1.4. CONCLUSÕES PARCIAIS: A METAFÍSICA RESISTENTE

No decurso do presente capítulo, procuramos nos aproximar da metafísica a partir da discussão do que denominamos de o problema da metafísica, mais especificamente sobre a possibilidade da justificação da metafísica como programa de conhecimento. Não alcançamos já uma solução para a pergunta que se faz a esse respeito, mas esclarecemos o sentido de sua negação.

Mostramos que, no que concerne ao pensar reflexivo, a negação da metafísica pode se constituir por duas estratégias distintas. A primeira delas consiste na oposição à racionalidade metafísica, salvaguardando outras possibilidades do pensar, do qual ela seria apenas uma expressão. Esta primeira estratégia pode se identificar como uma oposição a uma metafísica historicamente determinada ou como uma oposição à própria metafísica, considerada uma racionalidade minimamente determinada. Nesse sentido, essas críticas se desenvolvem ainda no interior do pensar ou do conhecimento reflexivo. De outro lado, por uma segunda estratégia, que também visa à negação geral da metafísica, se o faz negando conjuntamente o próprio pensar ocidental, identificado com a reflexão, que seria regida pela lógica da contradição e, assim, pela metafísica.

Contra as críticas enunciadas na primeira estratégia, podemos recorrer à solução que nos é oferecida por Lorenz Puntel (2007). Mesmo que as críticas dirigidas contra as metafísicas historicamente determinadas ou contra uma mínima determinação do conceito de metafísica possam se sustentar definitivamente e, assim, refutar completamente as suas pretensões, essas não dizem nada a respeito da possibilidade de metafísicas futuras que não sejam elaboradas nos

termos das metafísicas já historicamente determinadas, porque é sempre possível pensar em uma metafísica em outros termos

Algo importante no discurso de Puntel foi, ainda, apontado. Ele faz menção a uma diferença fundamental que as metafísicas apresentam, de acordo com a semântica que lhes fundamenta. Do ponto de vista das metafísicas ou ontologias da substância, fundadas no princípio da composicionalidade semântica, conhecer consiste em reproduzir o modo como certo número de propriedades aderem a uma substância. Este discurso enfrenta, porém, um grave problema. Diz-se somente a composição das propriedades da substância, mas ela própria permanece intocada, um fundo obscuro.

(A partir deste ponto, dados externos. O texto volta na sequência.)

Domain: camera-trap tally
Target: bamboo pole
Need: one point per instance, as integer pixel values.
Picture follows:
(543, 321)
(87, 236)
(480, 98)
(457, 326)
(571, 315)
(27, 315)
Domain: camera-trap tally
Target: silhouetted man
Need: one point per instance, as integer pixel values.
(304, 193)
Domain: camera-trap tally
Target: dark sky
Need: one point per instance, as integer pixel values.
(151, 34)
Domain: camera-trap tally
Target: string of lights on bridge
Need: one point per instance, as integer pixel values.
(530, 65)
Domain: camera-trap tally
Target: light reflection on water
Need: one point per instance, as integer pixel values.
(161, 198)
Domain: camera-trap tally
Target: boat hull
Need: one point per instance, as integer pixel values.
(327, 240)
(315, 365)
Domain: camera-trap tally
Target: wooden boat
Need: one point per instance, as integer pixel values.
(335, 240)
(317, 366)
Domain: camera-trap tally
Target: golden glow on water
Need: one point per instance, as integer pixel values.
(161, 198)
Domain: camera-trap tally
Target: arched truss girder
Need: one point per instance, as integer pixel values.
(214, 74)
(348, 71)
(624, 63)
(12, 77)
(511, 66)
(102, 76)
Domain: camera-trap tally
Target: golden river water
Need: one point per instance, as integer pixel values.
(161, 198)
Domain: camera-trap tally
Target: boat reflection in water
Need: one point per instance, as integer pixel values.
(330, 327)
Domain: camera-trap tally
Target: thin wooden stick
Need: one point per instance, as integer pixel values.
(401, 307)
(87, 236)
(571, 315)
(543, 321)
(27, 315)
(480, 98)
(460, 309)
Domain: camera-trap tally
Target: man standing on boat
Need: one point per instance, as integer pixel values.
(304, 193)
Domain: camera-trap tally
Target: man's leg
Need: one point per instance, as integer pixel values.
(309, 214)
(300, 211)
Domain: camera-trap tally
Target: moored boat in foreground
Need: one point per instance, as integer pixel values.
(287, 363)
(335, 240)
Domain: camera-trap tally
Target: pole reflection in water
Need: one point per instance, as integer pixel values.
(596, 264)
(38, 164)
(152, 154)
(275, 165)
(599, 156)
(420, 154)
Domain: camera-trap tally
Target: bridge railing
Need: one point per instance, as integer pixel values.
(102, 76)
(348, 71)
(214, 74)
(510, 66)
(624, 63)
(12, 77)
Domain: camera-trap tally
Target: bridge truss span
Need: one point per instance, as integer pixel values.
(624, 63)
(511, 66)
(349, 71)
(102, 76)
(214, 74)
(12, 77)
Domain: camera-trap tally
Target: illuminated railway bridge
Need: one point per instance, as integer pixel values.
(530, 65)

Por outro lado, do ponto de vista de uma semântica baseada no princípio da contextualidade sentencial, a metafísica não é um discurso sobre um objeto já determinado, dado e que se procura atingir. Diversamente, a metafísica é um discurso sobre o ser. Ora, o ser não é uma coisa com propriedades, mas é o contexto no qual se dão as relações. Portanto, a metafísica é um discurso sobre estados de coisas, sobre contextos.

A indicação da possibilidade de uma semântica contextual constitui uma resposta não tanto às críticas históricas contra as metafísicas, que, segundo ele (PUNTEL, 2007), foram sempre contra metafísicas determinadas, quanto às possíveis críticas que se possam elaborar contra a própria possibilidade do modo de pensar que está na base da metafísica e do pensar ocidental — para Puntel o pensar que reproduz ontologias da substância. A hipótese a ser assim sustentada é a de que se rompendo com essas ontologias, evitam-se as antinomias das quais o pensar ocidental encontra-se substanciado.

Mas, há um preço a se pagar. A semântica contextual não é natural. Exige-se um grande esforço de reeducação significativa para incorporá-la ao pensar. Por exemplo, para traduzir que “um homem está cantando” por uma semântica contextual deveríamos tentar nos expressar do seguinte modo: “agora pensante cantante”. Com isso indicamos o momento temporal e o estado característico do que se quer descrever, sem referências substanciais. Porém, como se observa, não se faz isso com facilidade.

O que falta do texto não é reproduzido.